Je fronce les sourcils en direction de la tornade qui me sert de femme quand je remarque Jawad ficelé à un siège comme un jambon. Sa tête pend mollement sur son buste, il est inconscient. Elle se contente de sourire et une excitation malsaine s'empare de moi. Jawad est l'homme qui a kidnappé, violé et décapité la mère de Gayle quand celle-ci est venue à Nîmes faire une surprise à sa fille. Pas étonnant qu'elle le fasse souffrir, mais je suis bien curieux de savoir comment elle s'est débarrassée de Leblanc. Ce dernier n'était certainement pas le bras armé, mais il était le donneur d'ordre. Ce salopard a envoyé quelqu'un en prison pour me tuer ; il aurait bien réussi si je n'étais pas un connard méfiant de nature.

Quelqu'un se raclant la gorge me pousse à détourner mon attention de Gayle pour me concentrer sur lui. Père a troqué ses costumes stricts contre un pantalon sombre et un pull en cachemire sombre. Ses cheveux qui virent progressivement au gris sont légèrement humides, ses yeux bleus sont plantés dans les miens.

– Papa ! Je raille. Il tique, il n'a pas l'habitude de ce terme qu'on peut considérer comme affectueux ; notre relation a toujours été professionnelle. Mais je sais que je suis son fils préféré, celui qui lui ressemble le plus. Un monstre à son image, l'ombre qui alimente la terreur de ses ennemis. Sa fierté.

– Je déteste attendre.

– J'avais des choses plus importantes à faire. Son regard dur se plante dans celui de Gayle. Je me tends, sentant une peur irrationnelle s'emparer de moi. Je sais que ce vieux renard considère Gayle comme une menace ; il sait que je l'aime et pour lui, elle peut être une faiblesse. Il n'a pas tout à fait tort. Je n'ai pensé qu'à mes sentiments quand j'ai sorti Gayle du manoir des Leblanc ; ça aurait pu avoir des conséquences désastreuses pour l'organisation.

Mais je n'ai aucun putain de regret. Je suis allé en prison pour elle, j'irai en enfer pour elle s'il le faut.

– Il est toujours vivant. Se contente de dire la Pieuvre.

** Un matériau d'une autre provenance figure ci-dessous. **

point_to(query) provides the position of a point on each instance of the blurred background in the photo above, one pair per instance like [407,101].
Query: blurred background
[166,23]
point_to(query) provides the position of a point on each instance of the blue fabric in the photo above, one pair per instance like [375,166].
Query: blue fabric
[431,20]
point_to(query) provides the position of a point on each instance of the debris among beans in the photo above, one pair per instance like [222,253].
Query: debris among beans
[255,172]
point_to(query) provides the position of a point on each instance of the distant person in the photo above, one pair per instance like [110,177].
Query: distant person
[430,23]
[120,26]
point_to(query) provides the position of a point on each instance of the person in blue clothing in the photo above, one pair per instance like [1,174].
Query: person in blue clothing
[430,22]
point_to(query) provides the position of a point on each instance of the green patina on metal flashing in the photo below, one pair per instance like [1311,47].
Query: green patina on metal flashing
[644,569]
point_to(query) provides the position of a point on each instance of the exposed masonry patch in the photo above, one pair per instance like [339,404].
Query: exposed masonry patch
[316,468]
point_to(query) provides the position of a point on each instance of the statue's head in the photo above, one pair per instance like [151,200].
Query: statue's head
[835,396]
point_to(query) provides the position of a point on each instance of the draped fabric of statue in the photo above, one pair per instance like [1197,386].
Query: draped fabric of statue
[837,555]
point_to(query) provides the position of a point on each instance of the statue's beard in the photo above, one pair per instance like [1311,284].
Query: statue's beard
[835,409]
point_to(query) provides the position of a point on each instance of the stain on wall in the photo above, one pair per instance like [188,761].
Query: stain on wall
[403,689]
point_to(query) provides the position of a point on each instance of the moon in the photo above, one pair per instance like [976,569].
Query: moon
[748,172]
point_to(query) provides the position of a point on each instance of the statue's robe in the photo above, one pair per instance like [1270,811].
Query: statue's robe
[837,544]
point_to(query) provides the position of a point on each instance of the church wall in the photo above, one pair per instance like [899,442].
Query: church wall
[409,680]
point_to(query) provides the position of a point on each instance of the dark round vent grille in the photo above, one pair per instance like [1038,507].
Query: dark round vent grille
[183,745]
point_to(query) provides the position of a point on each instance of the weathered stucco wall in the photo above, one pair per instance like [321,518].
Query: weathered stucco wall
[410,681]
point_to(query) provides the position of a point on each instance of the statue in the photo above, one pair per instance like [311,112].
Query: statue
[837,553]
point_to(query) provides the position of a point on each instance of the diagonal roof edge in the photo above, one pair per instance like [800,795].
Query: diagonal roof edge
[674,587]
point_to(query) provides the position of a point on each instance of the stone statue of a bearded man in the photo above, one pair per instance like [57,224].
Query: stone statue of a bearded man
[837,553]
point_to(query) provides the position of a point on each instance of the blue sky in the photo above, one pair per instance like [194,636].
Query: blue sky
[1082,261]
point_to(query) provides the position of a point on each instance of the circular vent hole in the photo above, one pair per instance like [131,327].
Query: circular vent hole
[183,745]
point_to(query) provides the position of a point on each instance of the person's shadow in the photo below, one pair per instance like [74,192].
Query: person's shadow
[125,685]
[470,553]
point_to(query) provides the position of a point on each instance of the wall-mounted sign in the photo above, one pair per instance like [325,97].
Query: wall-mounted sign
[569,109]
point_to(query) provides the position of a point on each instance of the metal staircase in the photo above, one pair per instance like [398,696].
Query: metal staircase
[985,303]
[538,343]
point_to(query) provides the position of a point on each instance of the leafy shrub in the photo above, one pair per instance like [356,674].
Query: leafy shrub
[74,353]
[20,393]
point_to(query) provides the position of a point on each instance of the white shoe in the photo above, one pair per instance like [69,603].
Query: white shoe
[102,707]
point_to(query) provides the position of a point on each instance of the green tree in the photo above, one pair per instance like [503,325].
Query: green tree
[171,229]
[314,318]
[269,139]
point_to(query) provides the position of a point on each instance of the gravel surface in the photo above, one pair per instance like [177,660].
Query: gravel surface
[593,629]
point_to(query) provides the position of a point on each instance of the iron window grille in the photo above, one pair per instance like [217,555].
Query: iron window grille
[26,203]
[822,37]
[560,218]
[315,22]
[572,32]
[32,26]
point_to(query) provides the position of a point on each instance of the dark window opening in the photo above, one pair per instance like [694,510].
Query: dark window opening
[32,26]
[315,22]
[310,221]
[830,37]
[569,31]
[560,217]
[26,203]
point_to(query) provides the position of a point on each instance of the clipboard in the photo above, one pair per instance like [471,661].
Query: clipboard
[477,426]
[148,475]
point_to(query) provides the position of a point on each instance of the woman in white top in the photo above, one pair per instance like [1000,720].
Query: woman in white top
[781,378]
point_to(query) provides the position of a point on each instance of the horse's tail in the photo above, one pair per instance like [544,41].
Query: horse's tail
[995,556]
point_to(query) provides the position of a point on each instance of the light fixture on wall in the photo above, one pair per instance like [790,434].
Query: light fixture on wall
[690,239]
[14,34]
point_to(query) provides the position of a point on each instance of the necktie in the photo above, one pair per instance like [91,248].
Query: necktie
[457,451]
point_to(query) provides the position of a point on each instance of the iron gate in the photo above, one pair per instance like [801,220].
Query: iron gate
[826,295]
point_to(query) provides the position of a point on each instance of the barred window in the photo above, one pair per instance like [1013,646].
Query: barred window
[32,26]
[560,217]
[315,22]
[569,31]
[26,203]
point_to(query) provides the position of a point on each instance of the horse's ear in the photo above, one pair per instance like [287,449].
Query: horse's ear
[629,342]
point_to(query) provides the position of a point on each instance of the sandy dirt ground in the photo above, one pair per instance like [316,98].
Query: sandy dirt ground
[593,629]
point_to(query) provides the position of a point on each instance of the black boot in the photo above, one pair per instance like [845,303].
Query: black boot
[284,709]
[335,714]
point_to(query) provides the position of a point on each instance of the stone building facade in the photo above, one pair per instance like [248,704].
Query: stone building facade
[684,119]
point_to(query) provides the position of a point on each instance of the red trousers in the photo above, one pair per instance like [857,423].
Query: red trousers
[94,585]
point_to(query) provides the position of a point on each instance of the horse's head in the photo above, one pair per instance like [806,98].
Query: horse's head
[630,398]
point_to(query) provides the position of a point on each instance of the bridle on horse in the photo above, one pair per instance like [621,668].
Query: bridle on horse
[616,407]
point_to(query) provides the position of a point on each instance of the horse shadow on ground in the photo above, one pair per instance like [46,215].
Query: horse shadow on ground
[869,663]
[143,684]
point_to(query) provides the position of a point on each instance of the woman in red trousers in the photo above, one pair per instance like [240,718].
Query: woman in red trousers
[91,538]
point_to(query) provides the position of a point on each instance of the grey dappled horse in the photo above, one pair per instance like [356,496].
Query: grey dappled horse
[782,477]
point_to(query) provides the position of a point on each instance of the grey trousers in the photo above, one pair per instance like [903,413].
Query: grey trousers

– Je veux prendre mon temps, je veux utiliser son corps pour faire certaines expériences. La réponse de Gayle semble contenter la Pieuvre. J'allume les lampes pour éclairer mon antre. Toutes les maisons appartenant à la famille ont un sous-sol comme celui-ci ; celui qui se trouve dans la maison ancestrale est sûrement le pire de tous. En plus de plusieurs salles de torture, il y a six cellules où père enferme ses ennemis et parfois même ses propres fils. J'ai passé deux semaines au fond de ces cellules sombres avec le corps de ma première victime.

Lionel est attaché au sol, se tortillant comme un foutu ver. Je me dirige vers la table en métal avant d'y prendre place. Gayle vient se placer entre mes jambes. On regarde la Pieuvre faire signe à l'un de ses hommes de main, Bran. Il a le même âge que mon père, ils ont grandi ensemble. Bran prendrait une balle pour Giousé Gaviera. Jamais la Cosa Nostra ne connaîtra d'hommes plus fidèles. Il n'est pas très bavard, mais il parle très bien avec ses armes et ses poings ; c'est tout ce qui compte.

Bran soulève Lionel et l'attache à la roue que j'avais utilisée pour briser les os de Bellucci. Ce connard m'a donné beaucoup de fil à retordre, ce qui arrive très rarement.

– Qui est cet homme ? Je m'allume une clope, fais gaffe avant de brûler mes cheveux. Je souris, elle se souvient de la conversation qu'on a eue à Nîmes ? Elle n'a pas vu mon visage.

– C'est Lionel Conti, un membre de l'organisation qui a décidé de pactiser avec le diable. C'est lui que j'étais allé chercher en prison. Elle pose les mains à plat sur mes cuisses.

– Je croyais que le diable c'était vous. Je me retiens de rire, il ne faudrait pas déconcentrer la Pieuvre.

– Nous. Petite tornade. Tu fais partie de l'organisation maintenant. Tu m'appartiens. Elle me fusille du regard mais ne nie pas.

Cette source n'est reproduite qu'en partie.